Minggu ini kami kelas 5 akan bertamasya ke ke hutan, untuk melakukan observasi pelajaran Biologi. Tamasya itu akan dilaksanakan hari Jum’at jam 09.00 pagi. Bapak guru memberitahukan apa saja yang harus dibawa untuk perjalanan besok.
“setiap anak harus membawa :
Lembar kerja siswa.
Peralatan tulis.
Papan berjalan.
Kaca Pembesar.
Botol Pembungkus, bisa juga kantong plastik bening.
Pipet.
Buku biologi
Air minum pribadi.
Makan siang pribadi.
Makanan kecil.
dan lotion anti nyamuk.” Ucap Pak Guru di depan kelas
setelah dibacakan pak guru menuliskannya kembali di papan tulis. Aku dan teman-teman menyalinnya juga di dalam buku. Pak guru pernah mengatakan, kalau belajar agar tidak cepat lupa sebaiknya dicatat, Bel sekolah berdentang. Tanda waktu belajar di sekolah telah habis. Pak guru mengucapkan salam dan mengingatkan agar jangan ada yang terlupakan besok. Pak guru termenung sebentar.
“besok datangnya agak lebih pagi ya, kita kumpul dulu sebentar untuk membicarakan cara observasi di hutan nanti.” Dengan nada khawatir, pak guru mengucapkannya.
Teman-teman yang sedang membereskan buku sudah tidak lagi memperhatikan pak guru. Keinginan mereka hanyalah pulang, karena memang jam di sekolah sudah habis. Dalam suasana yang suka ria, aku dan teman-teman keluar kelas sambil membicarakan acara besok, yang pada intinya adalah jalan-jalan.
Aku tidak punya teman satu perjalanan karena memang yang tinggal di desa tinggal dewek hanya aku seorang. Dalam perjalanan pulang aku selalu merenung kadang berkhayal.
Aku terbang di udara melayang seperti gatot kaca.
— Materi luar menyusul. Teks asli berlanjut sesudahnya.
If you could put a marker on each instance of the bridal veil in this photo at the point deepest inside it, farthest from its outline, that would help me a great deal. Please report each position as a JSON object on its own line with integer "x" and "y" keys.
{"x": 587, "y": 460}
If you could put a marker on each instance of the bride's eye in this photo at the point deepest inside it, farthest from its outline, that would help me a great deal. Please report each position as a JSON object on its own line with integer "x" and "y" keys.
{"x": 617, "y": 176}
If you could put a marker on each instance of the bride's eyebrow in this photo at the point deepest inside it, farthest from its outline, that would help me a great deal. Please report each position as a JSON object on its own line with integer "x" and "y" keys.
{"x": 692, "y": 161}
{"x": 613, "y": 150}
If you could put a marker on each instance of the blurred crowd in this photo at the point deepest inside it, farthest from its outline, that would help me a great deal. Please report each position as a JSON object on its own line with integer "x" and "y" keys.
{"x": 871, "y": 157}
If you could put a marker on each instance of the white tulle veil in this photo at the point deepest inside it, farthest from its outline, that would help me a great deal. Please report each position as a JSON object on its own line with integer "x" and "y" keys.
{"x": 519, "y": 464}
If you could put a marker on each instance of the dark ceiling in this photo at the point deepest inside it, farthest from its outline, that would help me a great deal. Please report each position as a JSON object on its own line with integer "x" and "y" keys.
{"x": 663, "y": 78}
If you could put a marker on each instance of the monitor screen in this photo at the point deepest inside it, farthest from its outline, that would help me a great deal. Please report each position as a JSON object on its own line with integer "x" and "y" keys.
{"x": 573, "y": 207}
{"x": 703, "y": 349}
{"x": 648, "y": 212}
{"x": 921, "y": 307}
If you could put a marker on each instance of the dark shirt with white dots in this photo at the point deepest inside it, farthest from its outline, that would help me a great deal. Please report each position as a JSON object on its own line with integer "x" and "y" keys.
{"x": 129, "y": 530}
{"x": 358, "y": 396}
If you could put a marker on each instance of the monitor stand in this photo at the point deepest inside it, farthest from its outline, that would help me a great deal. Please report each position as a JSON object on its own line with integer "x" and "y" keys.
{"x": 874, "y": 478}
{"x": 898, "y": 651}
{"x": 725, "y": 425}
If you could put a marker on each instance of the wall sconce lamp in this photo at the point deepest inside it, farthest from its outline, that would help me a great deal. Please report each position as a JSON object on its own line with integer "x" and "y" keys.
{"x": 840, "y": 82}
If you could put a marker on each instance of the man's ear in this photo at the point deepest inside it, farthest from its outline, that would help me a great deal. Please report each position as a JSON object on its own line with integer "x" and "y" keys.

Menembus awan, menumpas kejahatan. Aku akan melawan penjahat yang menebangi hutan. Mungkin agak aneh, kenapa harus penjahat hutan yang kutumpas padahal masih banyak penjahat model lain. Aku ingin membuat kakek senang, dengan hutan yang lestari tentu banyak jati bisa tumbuh. Kakekpun tak mesti bersusah payah lagi mencari jati.
Tak terasa aku sudah sampai di depan rumah. Entah kenapa, badan terasa sangat lelah. Setelah mencium tangan ibu aku tak sempat menegur siapapun, makan siangpun tak kusentuh. Yang kuinginkan hanya merebahkan badan di kasur empuk.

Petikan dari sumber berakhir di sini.